Why I Chose This Skill


Rationale:
1. Solving roadblocks is a test-taking strategy when
navigating complex Regents-style and NYSESLAT
passages.
2. ELLs struggle the most with the reading and writing
portions of the NYSESLAT and may have less exposure
to academic langauge than their peers.
3. Alignment to class content: Solving roadblocks is a part
of annotating, a skill being practiced in English and
Living Environment.

ESL Standards
1.1 Identify and use reading and listening strategies to
make text comprehensible and meaningful (context clues).
1.16 Apply learning strategies to acquire information and
make texts comprehensible and meaningful.
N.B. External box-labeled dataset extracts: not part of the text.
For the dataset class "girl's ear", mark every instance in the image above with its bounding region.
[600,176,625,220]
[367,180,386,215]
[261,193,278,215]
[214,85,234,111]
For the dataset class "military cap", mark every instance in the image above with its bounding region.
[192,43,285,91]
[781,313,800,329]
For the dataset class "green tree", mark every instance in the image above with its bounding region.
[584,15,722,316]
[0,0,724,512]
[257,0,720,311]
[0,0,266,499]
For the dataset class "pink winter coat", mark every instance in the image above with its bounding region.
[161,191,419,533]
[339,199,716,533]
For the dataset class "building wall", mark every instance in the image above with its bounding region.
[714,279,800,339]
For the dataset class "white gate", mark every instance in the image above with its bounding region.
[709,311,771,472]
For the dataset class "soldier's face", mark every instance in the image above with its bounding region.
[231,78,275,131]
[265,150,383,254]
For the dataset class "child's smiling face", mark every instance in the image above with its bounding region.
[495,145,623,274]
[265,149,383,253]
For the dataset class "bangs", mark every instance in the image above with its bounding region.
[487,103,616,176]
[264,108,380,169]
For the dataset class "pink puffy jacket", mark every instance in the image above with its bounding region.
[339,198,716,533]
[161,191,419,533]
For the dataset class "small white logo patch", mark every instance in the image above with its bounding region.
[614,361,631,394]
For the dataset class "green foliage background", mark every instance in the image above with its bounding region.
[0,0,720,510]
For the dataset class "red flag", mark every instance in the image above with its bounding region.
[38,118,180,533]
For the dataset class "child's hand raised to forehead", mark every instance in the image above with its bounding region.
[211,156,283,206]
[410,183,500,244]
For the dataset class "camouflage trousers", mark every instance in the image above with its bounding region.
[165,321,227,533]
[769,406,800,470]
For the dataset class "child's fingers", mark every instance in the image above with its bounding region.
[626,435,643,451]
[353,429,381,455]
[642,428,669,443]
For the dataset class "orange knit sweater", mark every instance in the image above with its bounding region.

Strategies for Solving Roadblocks


Student Strategies:
Reading the sentence(s) before and after the word
Circling clue words
Making connections
Using root words
Using dictionary

Phases of Intervention
Phase I:
Analysis of student work (high, med, low) - formative
assessments in Lit & Comp class
Result: Lack of selection of many/meaningful
roadblocks by low/middle/high students. Many words
circled without solutions. Many paragraphs skipped with no
annotations.
Next Step: Refinement of annotation rubric. Small group.

Phase 2:
Small group work using Flowers for Algernon and group of
ELLs and some Gen Ed students. Students shared
roadblock strategies. Emphasis on effort over accuracy.
Result: Students were selecting more roadblocks and
beginning to solve them through Translator role.
Next Step: Slight refinement of approach (more emphasis
on identification of roadblocks and attempts to solve them
and less focus on accuracy).

Phase 3
Switch to NYSESLAT-style assessments (passages with
NYSESLAT-style questions, including context-clue
questions), along with a reminder to annotate and checklist
at the end of the passage to verify that they did annotate.

Results
Low - identification of roadblocks with more prompting,
some attempt to solve roadblocks and few
NYSESLAT-style questions (50%) answered correctly.
Med - some more identification of roadblocks, few
NYSESLAT-style questions (25%%) answered correctly
High - more annotation and more NYSESLAT-style
questions answered correctly (75%).
*Checklist not checked off completely for each student

Next Steps
Low/Middle
Pull-out for continued practice with this skill and
other elements of annotation (asking questions,
making connections) to further reinforce
vocabulary.
More focus on accuracy of words through word
analysis. Thinking aloud strategies. Previewing
questions.

Next Steps
High
Some pull-out and use of Regents-level texts
and NYSESLAT texts.
Student-led annotation of a NYSESLAT text to
reteach skill to low/middle students.
Emphasis on important/unimportant words.